Apart from more Troubletwisters (just the four, unless things change) what are the two individual writers up to, and what can we expect to see from them? “I’m finishing up A Confusion of Princes, which is my big space adventure set in a massive galactic empire,” says Garth. “It’s a coming-of-age story, and a becoming-human story…there are ten million princes, who are genetically enhanced and surgically augmented, and they have psitek, mektek and bitek powers and are infinitely superior to normal humans, whom they rule.”
There are, as you might expect, a lot of planetary and space battles, and contact with aliens, on top of which it’s also the first novel Garth’s ever written totally in the first person. “It’s a challenge, but I’m really enjoying writing an arrogant smart-arse. I’m at the stage where I’m moderately pleased with it!”
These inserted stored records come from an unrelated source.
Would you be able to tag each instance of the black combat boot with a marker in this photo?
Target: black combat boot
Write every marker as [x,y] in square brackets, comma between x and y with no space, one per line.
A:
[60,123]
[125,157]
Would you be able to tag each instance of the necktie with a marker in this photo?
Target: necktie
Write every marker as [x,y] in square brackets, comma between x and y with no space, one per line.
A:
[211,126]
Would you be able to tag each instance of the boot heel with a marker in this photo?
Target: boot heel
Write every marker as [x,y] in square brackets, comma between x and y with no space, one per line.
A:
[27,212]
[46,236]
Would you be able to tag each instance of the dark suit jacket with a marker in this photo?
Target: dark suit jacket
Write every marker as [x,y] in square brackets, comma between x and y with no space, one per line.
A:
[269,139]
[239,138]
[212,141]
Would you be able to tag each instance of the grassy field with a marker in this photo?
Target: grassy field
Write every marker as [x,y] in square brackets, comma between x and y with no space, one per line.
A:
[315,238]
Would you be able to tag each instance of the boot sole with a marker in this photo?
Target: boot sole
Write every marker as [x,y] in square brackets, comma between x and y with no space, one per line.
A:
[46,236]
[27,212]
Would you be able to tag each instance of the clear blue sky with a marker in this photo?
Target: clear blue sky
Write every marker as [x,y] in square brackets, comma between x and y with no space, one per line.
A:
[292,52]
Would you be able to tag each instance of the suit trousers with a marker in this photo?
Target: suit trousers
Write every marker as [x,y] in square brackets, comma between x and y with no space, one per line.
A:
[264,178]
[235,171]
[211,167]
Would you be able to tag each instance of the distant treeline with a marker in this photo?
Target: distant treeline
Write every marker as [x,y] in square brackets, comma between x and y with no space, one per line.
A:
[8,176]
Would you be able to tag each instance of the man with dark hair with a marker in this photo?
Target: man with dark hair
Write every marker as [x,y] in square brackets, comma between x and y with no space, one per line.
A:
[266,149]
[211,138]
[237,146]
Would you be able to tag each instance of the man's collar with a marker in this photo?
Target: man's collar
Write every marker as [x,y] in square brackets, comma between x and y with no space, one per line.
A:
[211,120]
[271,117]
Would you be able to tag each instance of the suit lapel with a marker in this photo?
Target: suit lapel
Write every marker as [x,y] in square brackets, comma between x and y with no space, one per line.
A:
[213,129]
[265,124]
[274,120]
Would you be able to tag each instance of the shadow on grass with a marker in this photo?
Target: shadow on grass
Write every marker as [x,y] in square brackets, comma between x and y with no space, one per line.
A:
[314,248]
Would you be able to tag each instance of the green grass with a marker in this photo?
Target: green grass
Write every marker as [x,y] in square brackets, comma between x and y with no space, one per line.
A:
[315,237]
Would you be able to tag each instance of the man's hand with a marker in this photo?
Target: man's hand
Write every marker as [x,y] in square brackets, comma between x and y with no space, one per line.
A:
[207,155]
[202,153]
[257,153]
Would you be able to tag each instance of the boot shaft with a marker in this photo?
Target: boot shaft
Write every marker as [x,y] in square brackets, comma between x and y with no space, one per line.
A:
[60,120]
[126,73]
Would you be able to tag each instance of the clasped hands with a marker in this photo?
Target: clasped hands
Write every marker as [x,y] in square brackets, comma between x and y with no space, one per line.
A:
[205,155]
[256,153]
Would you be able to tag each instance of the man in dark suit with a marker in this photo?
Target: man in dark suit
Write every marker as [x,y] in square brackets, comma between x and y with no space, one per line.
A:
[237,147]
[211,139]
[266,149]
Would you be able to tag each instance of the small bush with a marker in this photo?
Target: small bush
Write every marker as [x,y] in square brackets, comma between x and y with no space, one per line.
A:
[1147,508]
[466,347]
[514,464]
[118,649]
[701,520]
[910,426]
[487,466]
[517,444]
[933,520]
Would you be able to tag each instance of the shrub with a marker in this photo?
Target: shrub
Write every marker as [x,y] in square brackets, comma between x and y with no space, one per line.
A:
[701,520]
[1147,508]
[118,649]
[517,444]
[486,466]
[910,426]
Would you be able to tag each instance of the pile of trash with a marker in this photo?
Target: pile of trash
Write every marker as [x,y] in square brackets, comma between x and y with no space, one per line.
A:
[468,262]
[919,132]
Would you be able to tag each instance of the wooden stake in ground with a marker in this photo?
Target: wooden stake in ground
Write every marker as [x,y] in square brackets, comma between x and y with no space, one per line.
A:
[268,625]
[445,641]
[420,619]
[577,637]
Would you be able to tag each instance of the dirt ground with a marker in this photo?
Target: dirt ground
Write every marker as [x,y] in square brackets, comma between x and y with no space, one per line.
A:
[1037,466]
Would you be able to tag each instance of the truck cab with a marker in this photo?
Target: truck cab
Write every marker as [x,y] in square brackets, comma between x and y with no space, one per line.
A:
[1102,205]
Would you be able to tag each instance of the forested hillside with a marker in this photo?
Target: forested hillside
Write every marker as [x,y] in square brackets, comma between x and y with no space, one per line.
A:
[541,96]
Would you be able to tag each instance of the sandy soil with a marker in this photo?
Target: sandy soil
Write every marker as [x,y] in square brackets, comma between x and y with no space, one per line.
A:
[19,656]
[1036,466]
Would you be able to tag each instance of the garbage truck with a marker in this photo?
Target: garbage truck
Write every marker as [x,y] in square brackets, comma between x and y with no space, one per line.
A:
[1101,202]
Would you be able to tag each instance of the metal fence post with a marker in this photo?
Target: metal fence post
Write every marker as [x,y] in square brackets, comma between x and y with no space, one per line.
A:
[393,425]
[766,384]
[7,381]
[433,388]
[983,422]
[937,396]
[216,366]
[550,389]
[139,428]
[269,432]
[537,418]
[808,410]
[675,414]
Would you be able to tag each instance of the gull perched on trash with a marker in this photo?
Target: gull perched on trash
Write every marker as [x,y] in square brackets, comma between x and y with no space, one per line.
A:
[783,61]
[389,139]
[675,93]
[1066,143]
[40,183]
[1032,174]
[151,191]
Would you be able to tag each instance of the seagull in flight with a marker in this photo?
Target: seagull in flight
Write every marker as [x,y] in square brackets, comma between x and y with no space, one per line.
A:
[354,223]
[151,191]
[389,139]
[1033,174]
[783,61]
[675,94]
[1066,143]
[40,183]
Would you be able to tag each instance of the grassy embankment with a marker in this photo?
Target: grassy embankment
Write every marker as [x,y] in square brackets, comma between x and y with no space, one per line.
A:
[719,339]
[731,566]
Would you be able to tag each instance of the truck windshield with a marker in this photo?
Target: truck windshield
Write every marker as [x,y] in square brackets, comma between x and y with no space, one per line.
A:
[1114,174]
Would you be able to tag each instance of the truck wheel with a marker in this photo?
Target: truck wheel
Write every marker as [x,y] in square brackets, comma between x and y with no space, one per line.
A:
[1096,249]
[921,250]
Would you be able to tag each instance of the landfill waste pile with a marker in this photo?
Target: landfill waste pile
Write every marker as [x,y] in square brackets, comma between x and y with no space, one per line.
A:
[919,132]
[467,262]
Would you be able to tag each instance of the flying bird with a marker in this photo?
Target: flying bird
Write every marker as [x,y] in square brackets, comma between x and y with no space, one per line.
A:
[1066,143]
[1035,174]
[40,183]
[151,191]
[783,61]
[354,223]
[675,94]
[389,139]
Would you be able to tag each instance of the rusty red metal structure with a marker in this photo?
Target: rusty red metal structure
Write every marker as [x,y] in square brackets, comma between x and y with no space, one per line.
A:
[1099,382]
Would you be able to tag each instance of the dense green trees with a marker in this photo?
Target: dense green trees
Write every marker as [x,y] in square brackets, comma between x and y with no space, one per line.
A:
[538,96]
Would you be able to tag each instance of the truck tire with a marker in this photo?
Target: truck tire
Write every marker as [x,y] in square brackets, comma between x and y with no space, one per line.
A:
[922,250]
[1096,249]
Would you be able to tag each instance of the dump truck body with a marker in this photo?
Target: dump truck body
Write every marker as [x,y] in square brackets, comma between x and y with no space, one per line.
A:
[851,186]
Sean, for his part, is on the third draft of his first off-contract, on-spec novel since 1992. “It’s a 15-plus YA science fiction novel called Twinmaker, which is set in this world, in the future.” But not, he hastens to add, a future he wants to say is in any way dystopian. “I’m aiming to present a version of reality, which I’m enjoying immensely as I can take as long as I need to write the best book I can…it’s quite liberating, unlike the stupid situation I was in a few years back where I had to write 100,000 word novel in a month, 4,500 words a day, every day. That was insane, but a lot of fun, because you live and breath the book. And the book wasn’t terrible, I like to think!”
Graham Marks is a writer and journalist; his latest book is Mean Streets: The Chicago Caper, published by Usborne (1409522520) in pbk at £5.99.